Understanding Locality of Behavior

Before diving into code organization patterns, let’s understand a fundamental principle that often conflicts with traditional SOLID advice: Locality of Behavior (LoB).

Locality of Behavior was prominently discussed by Richard P. Gabriel in his patterns work and gained more attention through Alan Kay’s ideas about object-oriented programming. However, it really entered mainstream discussion through Rich Hickey (creator of Clojure) who has spoken about it extensively.

The core idea is simple but powerful: code should be organized so that related behaviors are kept close together. In other words, all the code needed to understand a particular operation should be in the same place.

This principle has strong academic roots:

  1. Richard P. Gabriel discussed it in “Patterns of Software: Tales from the Software Community” (1996)
  2. Rich Hickey’s “Simple Made Easy” presentation explores the cognitive overhead of scattered code
  3. John Ousterhout’s “A Philosophy of Software Design” (2018) discusses “deep modules” that keep implementation details close to their interface

Let’s examine how this principle plays out in real code.
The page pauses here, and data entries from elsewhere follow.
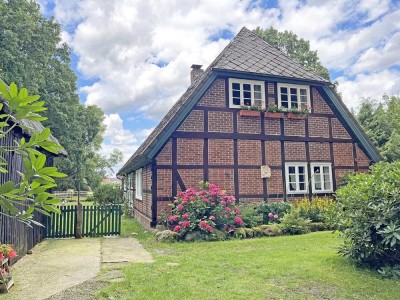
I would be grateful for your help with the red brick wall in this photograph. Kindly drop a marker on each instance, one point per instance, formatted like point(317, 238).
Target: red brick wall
point(272, 126)
point(338, 131)
point(249, 124)
point(294, 127)
point(319, 151)
point(191, 177)
point(220, 121)
point(194, 122)
point(249, 152)
point(220, 152)
point(318, 127)
point(362, 159)
point(295, 151)
point(190, 151)
point(164, 183)
point(224, 178)
point(215, 95)
point(165, 156)
point(320, 106)
point(275, 183)
point(343, 154)
point(273, 153)
point(250, 182)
The Case for Keeping Things Together

First, let’s look at code with high locality of behavior:

class FileProcessor
  def process(file)
    case file.extension
    when '.csv'
      process_csv(file)    # CSV behavior is local
    when '.json'
      process_json(file)   # JSON behavior is local
    end
  end

  private

  def process_csv(file)
    CSV.read(file.path).map { |row| row.map(&:strip) }  # The full CSV behavior is visible right here
  end

  def process_json(file)
    JSON.parse(File.read(file.path))                    # The full JSON behavior is visible right here
  end
end

Compare this with code that has low locality of behavior:

class FileProcessor
  def process(file)
    processor_for(file.extension).process(file)  # Have to look elsewhere to find the processor
  end
end

class CsvProcessor
  def process(file)
    clean_values(           # Have to look elsewhere to find what clean_values does
      read_csv(file)       # Have to look elsewhere to find what read_csv does
    )
  end
end

module ValueCleaner
  def clean_values(data)   # The actual behavior is far from where it's used
    data.map { |row| row.map(&:strip) }
  end
end

The Great SOLID Debate

Before we dive deeper, let’s address the elephant in the room: SOLID principles, particularly the Open/Closed Principle (OCP), have faced criticism in recent years. Critics argue that breaking everything into separate files and abstractions can actually make code harder to understand. They have a point – let’s look at both sides.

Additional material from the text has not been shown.